Stunning visuals and information as always. I wouldn't have guessed Threshers would be on the menu but your research is opening up so much data to everyone . That image of a Great White with entrails just streaming along is something else 😮❤.
I have been a subscriber to your channel for some time. I absolutely love your videos. I just recently moved to California. I have been in love with Great Whites since 7th grade, so I try not to miss any of your videos, hoping someday I'll see you at the beach! Keep up the awesome work. Forever one of your biggest fans!
thanks for great videos! in my humble opinion breaching of pray cratures is like a diner bells for the great whites, as seen in many ocasions with many more predators
Thank you Carlos, your videos have the ability to transport the audience into the beautiful marine scenes you present us with. You sir have talent and a tremendous amount of patience! 🌟
I’m happily waiting for the day you have enough footage to make a video focused on common threshers, the most likely species in these clips given its closer distance to shore. My fav animal on earth.
I no longer go shark fishing. I gave it up in 2001. Too much of an appreciation for these creatures but Threshers were always my main focus. They make for great cuisine.
Yes that is almost certainly a barracuda. I've caught enough of them in my life to know that wasn't a yellow tail😂. That fish isn't even the same body style as a yellow tail
I got to see a cormorant Catch a baby Leopard shark about 50 yards from the beach. It popped up right next to me as I was sitting on my surfboaed. He wrestled it to the beach after 30 minutes of trying to kill it in the surf. As I got out of the water I watched the cormorant flip the shark into it's mouth head first and swallow it whole! The tail was sticking out from it's beek! It was pretty cool watching it all unfold as I was catching waves and paddling back out.
Makes sense that they are constantly chasing, eating, observing, & digesting. Learning what food is filling and what food isn’t. Learning how to out maneuver the faster shark, sometimes means out lasting their stamina. Stalking perhaps??? Idk but VERY interesting!

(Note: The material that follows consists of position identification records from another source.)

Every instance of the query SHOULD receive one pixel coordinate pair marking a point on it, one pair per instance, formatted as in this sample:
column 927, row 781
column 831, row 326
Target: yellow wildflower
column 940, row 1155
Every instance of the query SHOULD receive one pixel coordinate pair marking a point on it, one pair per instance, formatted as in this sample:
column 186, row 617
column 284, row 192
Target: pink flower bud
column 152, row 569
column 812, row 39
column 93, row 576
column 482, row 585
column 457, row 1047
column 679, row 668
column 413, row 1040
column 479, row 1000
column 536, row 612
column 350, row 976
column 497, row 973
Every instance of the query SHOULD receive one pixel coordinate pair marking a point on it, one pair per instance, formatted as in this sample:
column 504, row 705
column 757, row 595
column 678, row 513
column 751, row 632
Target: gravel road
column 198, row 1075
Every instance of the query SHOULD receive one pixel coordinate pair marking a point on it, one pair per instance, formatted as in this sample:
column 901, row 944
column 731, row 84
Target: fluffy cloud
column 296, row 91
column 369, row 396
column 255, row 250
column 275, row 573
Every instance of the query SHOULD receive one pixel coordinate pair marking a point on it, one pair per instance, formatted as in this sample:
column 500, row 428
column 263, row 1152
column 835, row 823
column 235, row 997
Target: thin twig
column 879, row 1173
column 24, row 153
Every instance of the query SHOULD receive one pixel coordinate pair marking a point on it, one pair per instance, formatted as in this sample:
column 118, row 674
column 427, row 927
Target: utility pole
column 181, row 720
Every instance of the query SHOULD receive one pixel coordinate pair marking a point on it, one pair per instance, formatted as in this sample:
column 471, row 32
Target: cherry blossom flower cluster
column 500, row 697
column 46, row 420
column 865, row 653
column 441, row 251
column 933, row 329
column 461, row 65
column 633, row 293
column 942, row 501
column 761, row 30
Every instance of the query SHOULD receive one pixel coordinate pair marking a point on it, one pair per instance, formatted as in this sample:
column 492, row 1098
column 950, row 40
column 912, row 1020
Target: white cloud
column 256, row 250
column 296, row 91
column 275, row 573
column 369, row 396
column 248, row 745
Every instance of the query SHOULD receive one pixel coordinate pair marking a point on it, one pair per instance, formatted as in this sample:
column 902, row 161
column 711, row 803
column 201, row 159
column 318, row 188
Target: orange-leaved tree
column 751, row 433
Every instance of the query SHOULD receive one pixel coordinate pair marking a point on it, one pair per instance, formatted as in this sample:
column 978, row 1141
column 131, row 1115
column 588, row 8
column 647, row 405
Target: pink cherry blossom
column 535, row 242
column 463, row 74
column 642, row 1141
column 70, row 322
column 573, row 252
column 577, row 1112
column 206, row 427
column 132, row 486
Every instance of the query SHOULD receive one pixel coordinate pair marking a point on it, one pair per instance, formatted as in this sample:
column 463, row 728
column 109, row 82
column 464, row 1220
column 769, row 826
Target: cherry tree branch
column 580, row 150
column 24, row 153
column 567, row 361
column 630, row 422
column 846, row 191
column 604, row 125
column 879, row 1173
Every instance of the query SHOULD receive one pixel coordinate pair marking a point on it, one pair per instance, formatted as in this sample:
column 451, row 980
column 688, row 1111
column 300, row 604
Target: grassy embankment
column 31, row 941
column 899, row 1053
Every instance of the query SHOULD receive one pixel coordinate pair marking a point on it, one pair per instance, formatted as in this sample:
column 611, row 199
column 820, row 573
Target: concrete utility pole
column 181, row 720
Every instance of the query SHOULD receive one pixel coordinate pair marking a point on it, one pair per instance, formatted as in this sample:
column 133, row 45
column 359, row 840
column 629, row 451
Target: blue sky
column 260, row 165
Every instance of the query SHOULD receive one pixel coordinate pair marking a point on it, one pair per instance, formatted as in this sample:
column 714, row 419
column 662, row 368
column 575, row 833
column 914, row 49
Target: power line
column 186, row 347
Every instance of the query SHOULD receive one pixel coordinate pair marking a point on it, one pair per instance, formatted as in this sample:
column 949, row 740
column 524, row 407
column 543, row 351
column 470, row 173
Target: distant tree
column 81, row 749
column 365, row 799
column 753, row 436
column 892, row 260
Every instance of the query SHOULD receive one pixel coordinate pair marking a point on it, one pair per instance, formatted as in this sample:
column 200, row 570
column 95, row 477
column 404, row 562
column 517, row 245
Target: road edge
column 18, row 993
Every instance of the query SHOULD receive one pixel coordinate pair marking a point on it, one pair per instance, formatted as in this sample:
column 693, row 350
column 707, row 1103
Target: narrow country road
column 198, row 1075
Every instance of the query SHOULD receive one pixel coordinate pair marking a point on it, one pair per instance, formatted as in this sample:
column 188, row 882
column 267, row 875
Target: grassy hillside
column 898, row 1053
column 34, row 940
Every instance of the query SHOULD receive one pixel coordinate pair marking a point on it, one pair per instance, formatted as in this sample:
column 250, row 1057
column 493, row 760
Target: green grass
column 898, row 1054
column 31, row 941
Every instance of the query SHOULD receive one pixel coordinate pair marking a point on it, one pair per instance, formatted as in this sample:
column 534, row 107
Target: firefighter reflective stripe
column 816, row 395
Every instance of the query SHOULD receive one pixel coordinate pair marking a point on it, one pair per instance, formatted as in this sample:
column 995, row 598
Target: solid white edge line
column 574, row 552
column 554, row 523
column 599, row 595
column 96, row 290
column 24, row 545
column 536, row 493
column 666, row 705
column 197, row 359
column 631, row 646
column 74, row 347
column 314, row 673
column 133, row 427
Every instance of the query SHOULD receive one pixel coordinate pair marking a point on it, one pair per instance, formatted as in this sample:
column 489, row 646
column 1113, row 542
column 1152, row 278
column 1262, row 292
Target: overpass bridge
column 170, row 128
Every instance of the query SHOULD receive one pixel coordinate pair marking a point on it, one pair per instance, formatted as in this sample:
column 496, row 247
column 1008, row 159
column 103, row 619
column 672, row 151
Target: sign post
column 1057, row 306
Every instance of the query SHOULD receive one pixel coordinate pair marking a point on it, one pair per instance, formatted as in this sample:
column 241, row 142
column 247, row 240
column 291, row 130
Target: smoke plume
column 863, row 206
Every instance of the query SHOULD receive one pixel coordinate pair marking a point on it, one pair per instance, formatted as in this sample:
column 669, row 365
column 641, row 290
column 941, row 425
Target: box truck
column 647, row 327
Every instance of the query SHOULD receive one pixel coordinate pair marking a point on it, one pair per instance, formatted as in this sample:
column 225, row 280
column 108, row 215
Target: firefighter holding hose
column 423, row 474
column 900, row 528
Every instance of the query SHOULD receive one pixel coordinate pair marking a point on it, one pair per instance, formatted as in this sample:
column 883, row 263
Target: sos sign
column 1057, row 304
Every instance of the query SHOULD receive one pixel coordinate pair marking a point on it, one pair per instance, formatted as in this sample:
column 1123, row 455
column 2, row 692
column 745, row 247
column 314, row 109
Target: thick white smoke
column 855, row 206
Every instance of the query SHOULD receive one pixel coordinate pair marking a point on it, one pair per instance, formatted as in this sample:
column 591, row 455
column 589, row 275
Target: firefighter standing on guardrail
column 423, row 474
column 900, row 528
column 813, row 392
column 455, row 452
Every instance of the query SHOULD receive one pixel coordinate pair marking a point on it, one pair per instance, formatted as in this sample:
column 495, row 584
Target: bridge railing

when you show the yellow tail nibbling at the great white's tail, i wonder if there could have been one of those copepod's. i have seen them on the dorsal fins of the great whites, but can't recall if i've seen them on the tail.
I think it indicates a whole lot about a shark's awareness of its environment if it is consuming specific food items in a specific way to mitigate a (apparently?) known threat. Their mouths are capable of such destructive force... but also accurate and delicate enough to eat rays head first and stop before swallowing the tail. Also, they had no guidance or instruction in this ability... only instinct and practice. They are truly magnificent creatures.
I was surfing at Topanga a couple years ago and I saw a thresher come up out of the water to investigate a large piece of wood that was floating on the surface. The thresher nosed it at first, but then came up over the top of it kind of slapping the wood with it's tail. The shark was only 20'-30' feet from us.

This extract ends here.